Über einige Zusatzfelder lassen sich noch einige zusätzliche Angaben einstellen, etwa der Link, unter dem die Arbeit zu finden ist und der als Quellenangabe angegeben werden muss.

Creative Commons: Was nützen sie?

Diese Wissensaspekte sind meist recht schnell zu vermitteln. Ebenso sieht es mit den Vorteilen aus. Hier sind eine Reihe von Vorteilen, die für CC sprechen:

Für den Urheber:

  • schnellere Verbreitung von Inhalten und dem eigenen Namen
  • zahlreiche Anwender suchen von vorne herein nur nach CC-Werken, um sich die Arbeit der Nachfragerei zu sparen
  • Erzeugung von Links auf eigene Inhalte

Für den Anwender:

  • schnellere Klärung von Rechten
  • zahlreiche Einsatzszenarien, zum Beispiel schöne Bilder für eigene Texte

Die ganz realen Ängste – und wie man sie beseitigt

Am einfachsten auszuräumen ist meist die Angst einiger Journalisten vor Enteignung. Creative Commons enteignen niemanden – weil sie freiwillig sind. Jeder Autor entscheidet selbst, ob er auf CC setzen möchte oder nicht. Und über die wenigen Parameter lässt sich flexibel steuern, unter welchen Umständen man zu einer Fremdverwertung bereit ist. Wählt man „keine kommerzielle Nutzung“, ist ausgeschlossen, dass andere mit den eigenen Inhalten Geld verdienen, ohne den Autor selbst dafür zu entlohnen.

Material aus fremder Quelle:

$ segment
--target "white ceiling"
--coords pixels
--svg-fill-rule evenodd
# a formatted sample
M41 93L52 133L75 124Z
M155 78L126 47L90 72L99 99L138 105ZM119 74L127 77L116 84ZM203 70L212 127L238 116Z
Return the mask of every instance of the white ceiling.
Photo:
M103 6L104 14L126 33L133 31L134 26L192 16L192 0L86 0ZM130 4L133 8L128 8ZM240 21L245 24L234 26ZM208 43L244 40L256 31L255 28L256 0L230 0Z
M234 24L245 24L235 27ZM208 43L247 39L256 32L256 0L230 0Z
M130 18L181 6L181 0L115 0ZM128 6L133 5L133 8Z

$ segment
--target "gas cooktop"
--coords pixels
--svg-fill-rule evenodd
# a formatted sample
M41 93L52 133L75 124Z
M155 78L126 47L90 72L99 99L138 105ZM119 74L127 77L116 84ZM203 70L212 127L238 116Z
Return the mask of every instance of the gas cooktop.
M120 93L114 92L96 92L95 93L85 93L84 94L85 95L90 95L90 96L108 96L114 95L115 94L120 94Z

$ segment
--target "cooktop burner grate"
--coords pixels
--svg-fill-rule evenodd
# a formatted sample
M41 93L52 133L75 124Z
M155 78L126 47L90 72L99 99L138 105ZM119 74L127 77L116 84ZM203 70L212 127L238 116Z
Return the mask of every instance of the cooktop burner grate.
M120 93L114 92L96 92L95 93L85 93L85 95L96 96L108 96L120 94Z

Wer Angst davor hat, dass das eigene Werk entstellt wird, setzt auf „keine Bearbeitungen“. Und mit „Weitergabe unter gleichen Bedingungen“ kann man sicherstellen, dass sich niemand an den eigenen Werken bereichert, ohne selbst etwas zur Gemeinschaft beizutragen. Bei all dem gilt: Keine Creative-Commons-Lizenz schließt aus, dass ein Urheber Ausnahmen festlegt. Wer generell kommerzielle Nutzung ausschließt, kann sich natürlich trotzdem noch mit bestimmten Anbietern auf eine kommerzielle Nutzung einigen – hier gilt das, was auch bei jedem anderen Werk gilt: Nachfragen bei Unklarheiten.

Im journalistischen Umfeld höre ich oft die Befürchtung, Creative Commons könnten den Wert journalistischer Arbeit herabsetzen – nämlich dann, wenn aus journalistischen Texten weitere Werke entstehen, die journalistischen Ansprüchen nicht genügen. Mit dieser Angst ist nicht einfach umzugehen – ein Ansatz könnte sein, die Frage von der anderen Seite anzugehen. Ein Beispiel dazu: Wie viele Bildkritiken gibt es in den Medien zu lesen? Meistens sind es nicht viele. Ich finde das seltsam: Wir beschäftigen uns immer wieder mit tendenziöser Berichterstattung und kritisieren derart unsaubere Arbeit. Doch auch Bilder können tendenziös sein. Sie können über bildliche Gestaltungsmittel eine Deutung nahelegen, die nicht den Tatsachen entspricht. Ebenso nimmt die Auswahl der Bilder und deren Ausschnitt Einfluss auf die Deutung – was gezeigt wird, besonders aber auch was eben nicht gezeigt wird. Ich habe den Eindruck, dass diese Aspekte selten aufgegriffen werden in der journalistischen Arbeit. Und ich glaube, einer der Gründe liegt in der schwierigen Auslegung des Zitatrechts auf Bilder – Udo Vetter hat in seinem Vortrag auf der re:publica darauf hingewiesen, wie schwierig das Zitieren von Bildern ist, obwohl es eigentlich rechtlich zulässig ist, wenn man sich inhaltlich mit Bildern auseinandersetzt. Creative Commons sind also ein Weg, uns die Auseinandersetzung mit den Werken anderer zu vereinfachen und wichtige journalistische Formen zu ermöglichen, die sonst allzu leicht unter den Tisch fallen. Und damit sind die Chancen, die Creative Commons dem Journalismus öffnen, um ein Vielfaches höher als die Risiken.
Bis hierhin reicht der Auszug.